Après de nombreux mois à me dire que je devais voir ce film, je l'ai finalement loué au vidéo club (pour des raisons complexes sur lesquelles je ne m'étendrais pas ici, mais j'espère que les différents témoins de ce moment auront l'obligeance de taire ma malencontreuse affaire).
Oui, je l'ai loué, et, légèrement sur mes gardes, j'ai entré le dit CD dans mon ordinateur. Là, première surprise. L'articulation des acteurs étant plus que correcte, je n'avais pas besoin de me raccrocher aux sous titre telle un chimpanzé à son bananier... et donc me plonger plus profondément dans l'ambiance du film.
Car, comme tout à chacun le sait probablement déjà, c'est bien un film d'ambiance que nous a pondu là Sean Penn. Et moi j'aime bien ça, le contemplatif, en ce moment (d'où ma passion pour l'assassinat de jesse james et ma tolérance respectueuse pour Lady Chatterley). Peut-être sont-ce les retombées de la vie dense et oppressive de la classe préparatoire, peut-être sont-ce les réminiscences de mes balades équestres, toujours est-il que la nature, les grands espaces, moi, ça me fait rêver...

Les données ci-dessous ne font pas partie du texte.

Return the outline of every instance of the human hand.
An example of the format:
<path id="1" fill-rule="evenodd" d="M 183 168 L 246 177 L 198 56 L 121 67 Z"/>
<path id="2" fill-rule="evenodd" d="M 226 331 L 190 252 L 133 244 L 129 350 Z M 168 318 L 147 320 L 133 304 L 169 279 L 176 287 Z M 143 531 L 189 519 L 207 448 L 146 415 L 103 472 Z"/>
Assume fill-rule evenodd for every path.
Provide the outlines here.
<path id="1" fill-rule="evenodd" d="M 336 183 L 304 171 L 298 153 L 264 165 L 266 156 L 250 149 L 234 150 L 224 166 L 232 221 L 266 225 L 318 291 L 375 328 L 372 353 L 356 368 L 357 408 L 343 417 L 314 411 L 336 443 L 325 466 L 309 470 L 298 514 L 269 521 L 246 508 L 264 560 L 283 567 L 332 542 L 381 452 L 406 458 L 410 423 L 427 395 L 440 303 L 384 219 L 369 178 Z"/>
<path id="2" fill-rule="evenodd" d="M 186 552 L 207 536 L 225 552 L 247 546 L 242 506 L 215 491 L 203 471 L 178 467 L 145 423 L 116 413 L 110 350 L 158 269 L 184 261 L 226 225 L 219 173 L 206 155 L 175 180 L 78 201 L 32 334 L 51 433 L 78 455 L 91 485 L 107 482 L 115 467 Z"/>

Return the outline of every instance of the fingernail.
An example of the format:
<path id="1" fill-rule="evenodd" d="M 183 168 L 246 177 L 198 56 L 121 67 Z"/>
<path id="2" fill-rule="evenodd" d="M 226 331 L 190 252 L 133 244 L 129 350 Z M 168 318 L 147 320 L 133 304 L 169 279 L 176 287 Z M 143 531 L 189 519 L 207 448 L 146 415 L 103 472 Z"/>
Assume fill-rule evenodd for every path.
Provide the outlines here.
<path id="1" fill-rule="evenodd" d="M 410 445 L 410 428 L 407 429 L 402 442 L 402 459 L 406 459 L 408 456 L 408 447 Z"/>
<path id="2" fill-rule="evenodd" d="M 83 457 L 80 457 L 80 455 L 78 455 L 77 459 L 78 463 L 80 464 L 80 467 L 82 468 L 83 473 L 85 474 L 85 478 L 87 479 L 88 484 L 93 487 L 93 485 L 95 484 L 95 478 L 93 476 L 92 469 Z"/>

J'étais donc un public plutôt conquis d'avance. Mais bon, j'ai pleuré, ce qui est déjà une preuve de la charge émotive du film (même si chez moi elle n'est pas nécessairement gage de qualité).
Enfin, à force de déblatérer j'en oublie d'évoquer le film : c'est beau, c'est bien filmé, c'est prenant, c'est émouvant. On admire ce gars là, qui chasse, marche, rêve, soutenu par une B.O. de qualité. Oui, moi j'ai bien aimé le message écolo, positif, ce lyrisme de la nature là qui questionne notre rapport à l'urbain, à la société, aux autres. J'ai été touchée par ce lyrisme qui sent la neige et l'eau fraiche des rivières (excusez l'image, je me lâche un peu j'avoue !).
Mais voilà, si j'écris cet article, ce n'est pas seulement pour réaliser un Nième, "j'ai aimé je vous le conseille". D'autant plus que c'est un film pour lequel il faut être d'humeur. Dans le cas contraire on n'entre pas une seule seconde dans son monde, dans son mouvement, son rythme lent qui se dirige immanquablement vers une fin qu'on sait inévitable. On en rirait alors, chaque phrase devenant téléphonée ou excessive. Bien sur je vois aussi dans ce film des défauts difficiles à récuser.
Mais le véritable problème est que, quand on fait des recherches, sur l'homme et non sur le personnage, on comprend toute la subjectivité de la fiction. Christopher McCandless n'est pas vraiment le jeune romantique désintéressé que le film (et le livre dont le film est tiré) présente. Ce n'est pas une icône mais un inconscient qui est mort alors que son "magic-bus" se trouvait non loin d'un gué permettant de passer la fameuse rivière en crue et d'une maison de secours comprenant médicaments et vivres. Lorsqu'on se renseigne un peu on apprend que tous les habitants du coin expliquent qu'il faut être idiot pour mourir en pleine été à cet endroit. "Alexander Supertramp" n'avait pas détruit ses papiers d'identité (on a retrouvé son porte-feuilles dans le bus) et avait conservé 300$ en vue d'un retour à la "civilisation". Quid du héros idéaliste ? Quid de l'appel désintéressé (et sans retour envisagé) de la nature ?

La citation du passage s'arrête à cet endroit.